En 1976, la population du Nouveau-Brunswick était d'environ 689 000 habitants, dont seulement 9 % avaient plus de 64 ans. Cette structure par âge se traduisait par une demande de soins médicaux équivalente à celle de 932 000 résidents de moins de 50 ans. Les baby-boomers ont donc grandi dans une province plus jeune, où les besoins en soins médicaux étaient corrélativement moindres.

En 2024, la population du Nouveau-Brunswick avait atteint environ 854 000 habitants.

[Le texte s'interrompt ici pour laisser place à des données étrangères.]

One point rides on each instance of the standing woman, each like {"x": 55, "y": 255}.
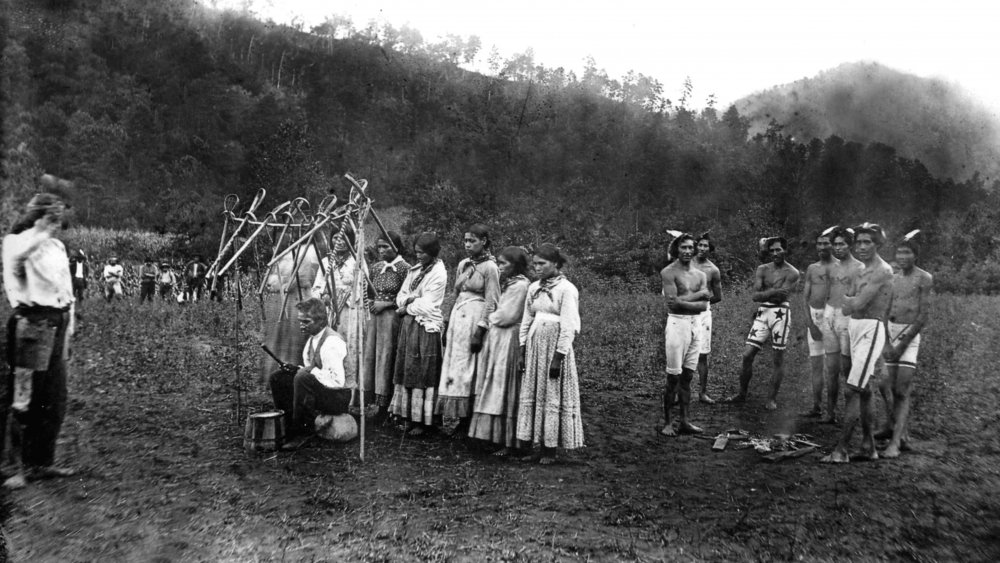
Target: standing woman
{"x": 549, "y": 409}
{"x": 382, "y": 331}
{"x": 418, "y": 351}
{"x": 495, "y": 414}
{"x": 340, "y": 266}
{"x": 477, "y": 287}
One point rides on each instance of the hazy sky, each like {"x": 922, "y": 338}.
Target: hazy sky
{"x": 728, "y": 48}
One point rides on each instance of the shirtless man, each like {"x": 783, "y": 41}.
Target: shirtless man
{"x": 840, "y": 282}
{"x": 867, "y": 302}
{"x": 824, "y": 348}
{"x": 911, "y": 296}
{"x": 772, "y": 284}
{"x": 701, "y": 261}
{"x": 686, "y": 291}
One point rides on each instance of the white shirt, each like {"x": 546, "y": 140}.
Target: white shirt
{"x": 329, "y": 365}
{"x": 36, "y": 270}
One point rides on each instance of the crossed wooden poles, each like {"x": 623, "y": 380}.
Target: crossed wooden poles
{"x": 300, "y": 229}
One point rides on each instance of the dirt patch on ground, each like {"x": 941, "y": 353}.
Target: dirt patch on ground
{"x": 165, "y": 478}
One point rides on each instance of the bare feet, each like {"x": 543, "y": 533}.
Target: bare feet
{"x": 688, "y": 428}
{"x": 884, "y": 434}
{"x": 836, "y": 456}
{"x": 865, "y": 455}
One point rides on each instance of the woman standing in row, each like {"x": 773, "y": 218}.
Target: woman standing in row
{"x": 382, "y": 329}
{"x": 498, "y": 386}
{"x": 549, "y": 406}
{"x": 418, "y": 354}
{"x": 477, "y": 287}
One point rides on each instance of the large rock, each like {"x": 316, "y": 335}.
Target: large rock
{"x": 339, "y": 428}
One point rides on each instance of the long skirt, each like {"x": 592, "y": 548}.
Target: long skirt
{"x": 417, "y": 372}
{"x": 549, "y": 409}
{"x": 281, "y": 331}
{"x": 347, "y": 326}
{"x": 460, "y": 366}
{"x": 381, "y": 335}
{"x": 497, "y": 392}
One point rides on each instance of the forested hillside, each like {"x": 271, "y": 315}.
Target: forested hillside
{"x": 922, "y": 118}
{"x": 155, "y": 109}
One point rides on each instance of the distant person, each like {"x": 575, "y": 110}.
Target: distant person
{"x": 494, "y": 417}
{"x": 194, "y": 278}
{"x": 704, "y": 248}
{"x": 773, "y": 283}
{"x": 148, "y": 273}
{"x": 382, "y": 332}
{"x": 842, "y": 273}
{"x": 80, "y": 270}
{"x": 824, "y": 346}
{"x": 687, "y": 293}
{"x": 549, "y": 414}
{"x": 476, "y": 289}
{"x": 113, "y": 274}
{"x": 319, "y": 385}
{"x": 867, "y": 302}
{"x": 912, "y": 291}
{"x": 39, "y": 287}
{"x": 418, "y": 354}
{"x": 166, "y": 281}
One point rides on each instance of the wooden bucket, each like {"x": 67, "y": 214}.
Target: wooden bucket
{"x": 265, "y": 431}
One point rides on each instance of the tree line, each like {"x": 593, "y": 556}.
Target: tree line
{"x": 155, "y": 110}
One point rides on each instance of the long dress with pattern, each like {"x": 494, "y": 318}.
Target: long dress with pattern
{"x": 382, "y": 332}
{"x": 418, "y": 351}
{"x": 549, "y": 409}
{"x": 497, "y": 391}
{"x": 347, "y": 302}
{"x": 281, "y": 322}
{"x": 477, "y": 284}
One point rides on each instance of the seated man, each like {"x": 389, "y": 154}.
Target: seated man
{"x": 319, "y": 386}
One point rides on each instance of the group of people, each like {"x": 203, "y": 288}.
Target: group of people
{"x": 502, "y": 364}
{"x": 154, "y": 279}
{"x": 865, "y": 317}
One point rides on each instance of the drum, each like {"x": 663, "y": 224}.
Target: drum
{"x": 265, "y": 431}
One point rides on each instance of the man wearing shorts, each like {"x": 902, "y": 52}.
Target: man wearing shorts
{"x": 773, "y": 282}
{"x": 701, "y": 261}
{"x": 867, "y": 302}
{"x": 824, "y": 348}
{"x": 911, "y": 295}
{"x": 686, "y": 290}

Si la structure par âge était restée la même qu’en 1976, la province aurait compté l’équivalent de 1.2 million de patients de moins de 50 ans, soit une augmentation de 24 % de la demande médicale, proportionnelle à la croissance démographique.

Cependant, 23 % des résidents du Nouveau-Brunswick ont ​​maintenant plus de 64 ans, ce qui fait que la demande médicale réelle est beaucoup plus élevée : l’équivalent de 1.7 million de personnes de moins de 50 ans. Cela représente une augmentation globale de 80 %, le vieillissement à lui seul ajoutant l’équivalent de plus d’un demi-million de patients plus jeunes et d’âge moyen, en plus de la croissance démographique.

L’application de ce cadre d’analyse des « équivalents de moins de 50 ans » à la population du Nouveau-Brunswick nous permet d’estimer l’empreinte financière du vieillissement.

Si le Nouveau-Brunswick comptait encore seulement 9 % de sa population âgée de 65 ans et plus – et non 23 % – son plan de dépenses en soins médicaux pour 2025 s’élèverait à 2.9 milliards de dollars, au lieu des 4.1 milliards de dollars prévus dans le budget de 2025.

Sans ces dépenses supplémentaires liées au vieillissement, qui s'élèvent à plus de 1.2 milliard de dollars, le déficit prévu de 549 millions de dollars du Nouveau-Brunswick se transformerait en un excédent de 680 millions de dollars.

Cela laisse entendre que le déficit du Nouveau-Brunswick est structurel. Il y a plusieurs décennies, les gouvernements successifs avaient compris que le vieillissement de la population entraînerait une hausse des coûts médicaux, mais n'ont pas modernisé les systèmes de revenus pour suivre le rythme – contrairement aux réformes du Régime de pensions du Canada (RPC) du gouvernement fédéral dans les années 1990, qui anticipaient le recours accru aux prestations de retraite publiques par les baby-boomers.